While the Rule is effective as of August 17, 2020, it carves out exceptions that allow some ongoing activities made in reliance upon the regulatory framework pre-dating the Rule, including shipments of (1) items subject to the EAR that were en route aboard a carrier to a port on August 17, 2020, made pursuant to actual orders; (2) foreign-produced items that will be incorporated into, or will be used in the “production” or “development” of, any “part,” “component” or “equipment” produced, purchased or ordered by Huawei and that on August 17, 2020, were on a dock for loading, laden aboard an exporting or transferring carrier, or en route aboard a carrier to a port of export or to the consignee/end-user pursuant to an actual order; and (3) foreign-produced items involved in transactions in which Huawei is a party and whose “production” started prior to August 17, 2020, so long as they have been exported, re-exported or transferred (in-country) before midnight (local time) on September 14, 2020.
The Chinese government objected strongly to the US action as it has done with previous restrictions targeting Huawei. Because the changes effected by the new Rule are consistent with prior US actions severely restricting Huawei’s access to US goods and technology, and were in part a response to comments BIS received since May 2020 about loopholes in the Foreign Direct Product Rule, it is possible that the Chinese response to the US action may be limited in the short term, as China views it as a long-running issue with the United States. However, businesses operating in both countries should closely monitor developments in this area.
NEXT STEPS FOR BUSINESS
As a result of BIS’ Rule, companies who relied on the TGL authorizations that have expired and not been replaced must cease those activities immediately unless they fall within the scope of the Savings Clause. In addition, both US and non-US companies should evaluate their supply chains and sales distribution channels for transactions involving Huawei and the extent to which BIS’ action could impact them.
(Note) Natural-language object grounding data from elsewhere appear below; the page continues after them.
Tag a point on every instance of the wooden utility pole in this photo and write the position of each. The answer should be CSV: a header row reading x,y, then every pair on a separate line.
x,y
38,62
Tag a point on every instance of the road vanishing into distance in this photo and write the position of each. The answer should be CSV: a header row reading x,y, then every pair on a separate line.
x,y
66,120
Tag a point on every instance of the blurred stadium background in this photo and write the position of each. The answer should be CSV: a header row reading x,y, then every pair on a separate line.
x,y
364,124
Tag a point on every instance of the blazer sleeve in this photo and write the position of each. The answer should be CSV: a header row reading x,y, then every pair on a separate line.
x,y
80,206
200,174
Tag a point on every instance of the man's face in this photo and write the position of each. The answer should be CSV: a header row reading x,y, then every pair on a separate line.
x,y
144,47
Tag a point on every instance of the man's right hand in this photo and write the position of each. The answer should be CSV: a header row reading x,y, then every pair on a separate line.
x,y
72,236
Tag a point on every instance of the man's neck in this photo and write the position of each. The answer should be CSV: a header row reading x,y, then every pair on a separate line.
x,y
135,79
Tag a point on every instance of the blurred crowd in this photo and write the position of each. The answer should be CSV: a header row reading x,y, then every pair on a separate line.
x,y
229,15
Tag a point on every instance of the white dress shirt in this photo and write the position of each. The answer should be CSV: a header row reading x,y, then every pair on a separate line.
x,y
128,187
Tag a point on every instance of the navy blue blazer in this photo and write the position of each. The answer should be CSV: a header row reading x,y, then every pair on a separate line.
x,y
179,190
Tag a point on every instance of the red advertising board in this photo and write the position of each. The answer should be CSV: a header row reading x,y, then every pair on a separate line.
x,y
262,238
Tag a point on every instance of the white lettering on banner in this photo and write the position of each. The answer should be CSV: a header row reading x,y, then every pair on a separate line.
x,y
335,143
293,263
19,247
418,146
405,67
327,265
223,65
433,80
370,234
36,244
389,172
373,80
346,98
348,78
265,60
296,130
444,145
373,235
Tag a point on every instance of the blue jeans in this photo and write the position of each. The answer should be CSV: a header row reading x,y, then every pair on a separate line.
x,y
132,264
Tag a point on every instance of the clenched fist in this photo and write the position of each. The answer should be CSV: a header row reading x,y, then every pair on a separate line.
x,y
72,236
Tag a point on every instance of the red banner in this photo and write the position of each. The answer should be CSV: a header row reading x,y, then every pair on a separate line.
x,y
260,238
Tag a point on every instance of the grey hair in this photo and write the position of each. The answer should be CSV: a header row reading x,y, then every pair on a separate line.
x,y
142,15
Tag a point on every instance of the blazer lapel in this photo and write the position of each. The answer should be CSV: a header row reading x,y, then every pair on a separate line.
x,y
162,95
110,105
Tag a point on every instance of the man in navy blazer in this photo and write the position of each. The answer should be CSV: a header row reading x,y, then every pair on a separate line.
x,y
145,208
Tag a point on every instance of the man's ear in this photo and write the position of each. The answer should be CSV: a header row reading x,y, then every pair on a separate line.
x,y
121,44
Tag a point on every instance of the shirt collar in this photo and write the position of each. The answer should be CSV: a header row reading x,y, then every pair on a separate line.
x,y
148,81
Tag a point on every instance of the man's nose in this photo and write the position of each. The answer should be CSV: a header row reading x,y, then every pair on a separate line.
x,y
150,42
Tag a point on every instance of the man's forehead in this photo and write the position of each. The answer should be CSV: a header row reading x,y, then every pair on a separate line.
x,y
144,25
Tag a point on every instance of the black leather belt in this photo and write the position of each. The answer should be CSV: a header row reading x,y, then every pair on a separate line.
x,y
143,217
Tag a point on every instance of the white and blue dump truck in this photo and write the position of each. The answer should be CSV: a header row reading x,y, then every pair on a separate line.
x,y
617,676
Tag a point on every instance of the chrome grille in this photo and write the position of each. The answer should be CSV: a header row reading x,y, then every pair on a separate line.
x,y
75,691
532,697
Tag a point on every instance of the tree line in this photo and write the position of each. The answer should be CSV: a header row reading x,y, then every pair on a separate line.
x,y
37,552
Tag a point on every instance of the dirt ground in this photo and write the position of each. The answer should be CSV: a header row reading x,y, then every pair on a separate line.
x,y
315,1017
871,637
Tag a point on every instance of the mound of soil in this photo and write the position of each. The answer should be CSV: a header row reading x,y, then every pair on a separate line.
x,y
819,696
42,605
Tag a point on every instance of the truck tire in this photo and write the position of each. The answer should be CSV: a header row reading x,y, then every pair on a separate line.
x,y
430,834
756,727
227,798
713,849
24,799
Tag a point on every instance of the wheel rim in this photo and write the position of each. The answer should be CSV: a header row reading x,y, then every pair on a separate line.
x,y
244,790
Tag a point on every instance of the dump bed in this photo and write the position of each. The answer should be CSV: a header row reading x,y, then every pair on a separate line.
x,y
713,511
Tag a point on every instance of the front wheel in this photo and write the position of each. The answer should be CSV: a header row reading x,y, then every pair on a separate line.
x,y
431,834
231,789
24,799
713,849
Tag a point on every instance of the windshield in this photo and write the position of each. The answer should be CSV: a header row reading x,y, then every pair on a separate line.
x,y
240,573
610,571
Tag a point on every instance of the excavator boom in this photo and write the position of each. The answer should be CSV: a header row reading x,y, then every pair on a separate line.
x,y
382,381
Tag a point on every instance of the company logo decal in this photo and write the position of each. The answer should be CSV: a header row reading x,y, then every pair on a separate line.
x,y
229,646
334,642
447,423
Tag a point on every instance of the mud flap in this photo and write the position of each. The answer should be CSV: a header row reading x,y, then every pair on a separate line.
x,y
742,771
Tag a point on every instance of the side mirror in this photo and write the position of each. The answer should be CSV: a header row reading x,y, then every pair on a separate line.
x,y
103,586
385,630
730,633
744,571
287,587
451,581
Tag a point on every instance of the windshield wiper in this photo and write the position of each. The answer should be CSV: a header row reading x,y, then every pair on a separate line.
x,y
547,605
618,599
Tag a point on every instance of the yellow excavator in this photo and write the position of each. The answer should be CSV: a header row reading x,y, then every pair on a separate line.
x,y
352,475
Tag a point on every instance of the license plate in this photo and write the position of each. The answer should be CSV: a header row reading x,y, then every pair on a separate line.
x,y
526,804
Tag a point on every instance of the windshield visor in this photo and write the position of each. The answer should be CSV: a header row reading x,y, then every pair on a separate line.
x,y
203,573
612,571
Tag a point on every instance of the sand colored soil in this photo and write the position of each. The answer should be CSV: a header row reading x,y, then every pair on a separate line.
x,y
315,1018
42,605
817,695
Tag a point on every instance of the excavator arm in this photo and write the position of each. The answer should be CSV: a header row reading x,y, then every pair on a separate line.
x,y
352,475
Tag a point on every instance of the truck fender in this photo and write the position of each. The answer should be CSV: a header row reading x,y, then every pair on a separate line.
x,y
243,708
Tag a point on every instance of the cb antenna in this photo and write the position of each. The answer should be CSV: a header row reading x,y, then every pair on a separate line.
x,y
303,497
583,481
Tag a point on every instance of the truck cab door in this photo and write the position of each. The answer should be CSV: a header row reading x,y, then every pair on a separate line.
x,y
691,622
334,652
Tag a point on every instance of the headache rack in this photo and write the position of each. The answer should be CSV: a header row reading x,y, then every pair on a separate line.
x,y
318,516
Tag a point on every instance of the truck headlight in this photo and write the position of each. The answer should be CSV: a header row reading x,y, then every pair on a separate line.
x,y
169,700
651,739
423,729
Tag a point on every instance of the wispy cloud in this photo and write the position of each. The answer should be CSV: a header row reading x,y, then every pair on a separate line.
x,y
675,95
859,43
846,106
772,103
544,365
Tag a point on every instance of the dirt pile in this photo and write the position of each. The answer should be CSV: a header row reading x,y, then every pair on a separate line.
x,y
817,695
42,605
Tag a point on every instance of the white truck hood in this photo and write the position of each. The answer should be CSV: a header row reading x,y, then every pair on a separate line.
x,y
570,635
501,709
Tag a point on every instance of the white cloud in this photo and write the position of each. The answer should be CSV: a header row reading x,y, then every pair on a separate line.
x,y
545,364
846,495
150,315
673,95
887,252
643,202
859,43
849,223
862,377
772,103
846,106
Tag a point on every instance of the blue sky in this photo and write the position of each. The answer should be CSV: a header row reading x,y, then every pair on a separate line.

Furthermore, businesses that supply products directly or indirectly to Huawei should promptly review the items they supply that are not otherwise subject to the EAR to determine whether they are the direct product of certain US technology or software that would be captured by the Foreign Direct Product Rule.
1 Addition of Huawei Non-U.S. Affiliates to the Entity List, the Removal of Temporary General License, and Amendments to General Prohibition Three (Foreign-Produced Direct Product Rule), 85 FR 51596 (Aug. 20, 2020).
4 The Huawei entities are located in the following countries: China (including Hong Kong), Argentina, Brazil, Chile, Egypt, France, Germany, India, Israel, Mexico, Morocco, the Netherlands, Peru, Russia, Singapore, South Africa, Switzerland, Thailand, Turkey, the United Arab Emirates, and the United Kingdom.